Suddenly a most disturbing thought shot through the uncle’s brain: “Suppose the child has already caught the fever? What should I do? What ought one to do?” he cried out with growing anxiety.
Kathy had entered the room in the meantime to see if anything more was needed.
“That is the way, Mr. Falcon,” she said, going up to Maezli, and quickly lifting her in her strong arms, she carried her upstairs. Despite all her lamenting the child was then undressed and put to bed. In the shortest time she was sound asleep again without a trace of fever.
“Well, that’s over now,” Uncle Philip said, quite relieved when Kathy came back with the news. “I really think that the time has come for us all to seek our beds. Lippo actually looks as if he could not stand on his little legs.”
The boy was as white as chalk from staying up so late. From time to time he tried to open his eyes, but they always fell shut again. The uncle, taking his hand, wanted to lead him away, but he fought against it.
“Uncle Philip, we have not sung the evening song yet,” he said, clutching the piano.

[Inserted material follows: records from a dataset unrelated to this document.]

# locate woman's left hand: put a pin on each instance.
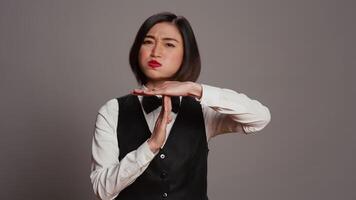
(173, 88)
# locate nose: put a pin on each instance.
(156, 51)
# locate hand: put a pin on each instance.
(173, 88)
(159, 133)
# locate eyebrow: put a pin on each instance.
(166, 38)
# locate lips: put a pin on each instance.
(154, 64)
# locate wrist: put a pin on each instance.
(153, 145)
(196, 90)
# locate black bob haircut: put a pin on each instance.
(190, 67)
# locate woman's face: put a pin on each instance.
(161, 53)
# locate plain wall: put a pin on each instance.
(61, 60)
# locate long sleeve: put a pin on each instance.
(227, 111)
(108, 175)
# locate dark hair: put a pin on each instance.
(190, 68)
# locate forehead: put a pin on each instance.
(164, 30)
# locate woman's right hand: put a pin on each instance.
(158, 136)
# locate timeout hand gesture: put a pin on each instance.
(160, 130)
(173, 88)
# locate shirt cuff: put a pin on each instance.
(210, 95)
(144, 154)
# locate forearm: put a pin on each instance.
(233, 111)
(109, 180)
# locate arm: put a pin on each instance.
(109, 175)
(227, 111)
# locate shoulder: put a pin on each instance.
(109, 108)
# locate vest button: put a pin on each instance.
(163, 175)
(165, 195)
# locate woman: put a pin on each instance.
(153, 143)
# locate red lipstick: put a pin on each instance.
(154, 64)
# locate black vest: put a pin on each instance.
(179, 170)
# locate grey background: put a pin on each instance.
(61, 60)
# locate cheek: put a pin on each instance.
(177, 58)
(142, 55)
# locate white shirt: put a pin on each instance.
(224, 111)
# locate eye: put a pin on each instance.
(147, 42)
(170, 45)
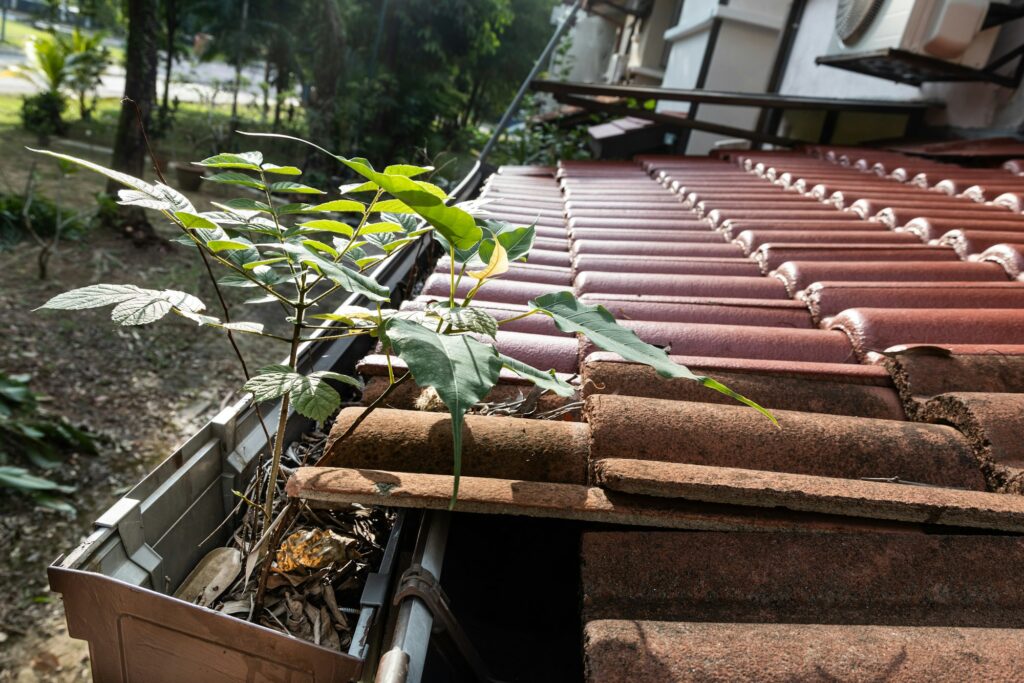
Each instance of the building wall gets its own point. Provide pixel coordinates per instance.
(974, 107)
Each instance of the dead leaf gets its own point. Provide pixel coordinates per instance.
(313, 549)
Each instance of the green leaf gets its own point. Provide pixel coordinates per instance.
(321, 247)
(545, 380)
(597, 324)
(460, 369)
(93, 296)
(249, 161)
(517, 243)
(123, 178)
(329, 226)
(461, 255)
(351, 187)
(340, 206)
(457, 225)
(338, 377)
(346, 278)
(233, 178)
(282, 170)
(375, 228)
(600, 327)
(154, 305)
(718, 386)
(469, 319)
(310, 395)
(408, 170)
(393, 206)
(294, 188)
(193, 221)
(133, 305)
(245, 204)
(227, 245)
(251, 328)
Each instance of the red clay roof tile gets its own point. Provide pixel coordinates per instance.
(806, 443)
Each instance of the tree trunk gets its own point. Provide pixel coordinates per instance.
(238, 61)
(327, 73)
(171, 29)
(140, 88)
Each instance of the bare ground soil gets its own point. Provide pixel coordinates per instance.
(142, 389)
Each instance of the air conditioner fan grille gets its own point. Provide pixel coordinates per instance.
(853, 17)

“Mercy!” the uncle cried out disturbed. “Is this going to start now? No, no, Lippo, it is much too late to-night. You can sing two songs to-morrow, then everything will be straightened out.”
“Then we shall have sung two songs to-morrow, but none to-day,” Lippo began in a complaining voice, holding on to the piano and pulling his uncle towards him.
“Nothing can be done, we have to do it,” Uncle Philip said with resignation, for he knew the obstinacy of his godson in regard to all customs.
“Kurt, you can tell me about the songs; please find the shortest in the song-book, or we shall have to sing till to-morrow morning. Please spare us such a miserable scene. But wait, Kurt! The song must have a tune I can sing, for as nobody plays the piano, I have to set the tune. Do you want to sing with us, too, Salo, or is it too late for you? You can retire if you prefer. You go upstairs to the room at the right corner.”
“Oh, no, I want to stay as long as anybody is left,” Salo replied. “I shall enjoy singing and doing everything with you. It is all so funny and strange.”
Kurt had chosen a suitable song and Uncle Philip began it so vigorously that everybody could join and a full-voiced chorus was formed. Lippo’s voice sounded dreadfully weak, but he sang every note to the last word, fighting mightily against his growing sleepiness. Now the little company could wander upstairs to their respective rooms without further obstacle.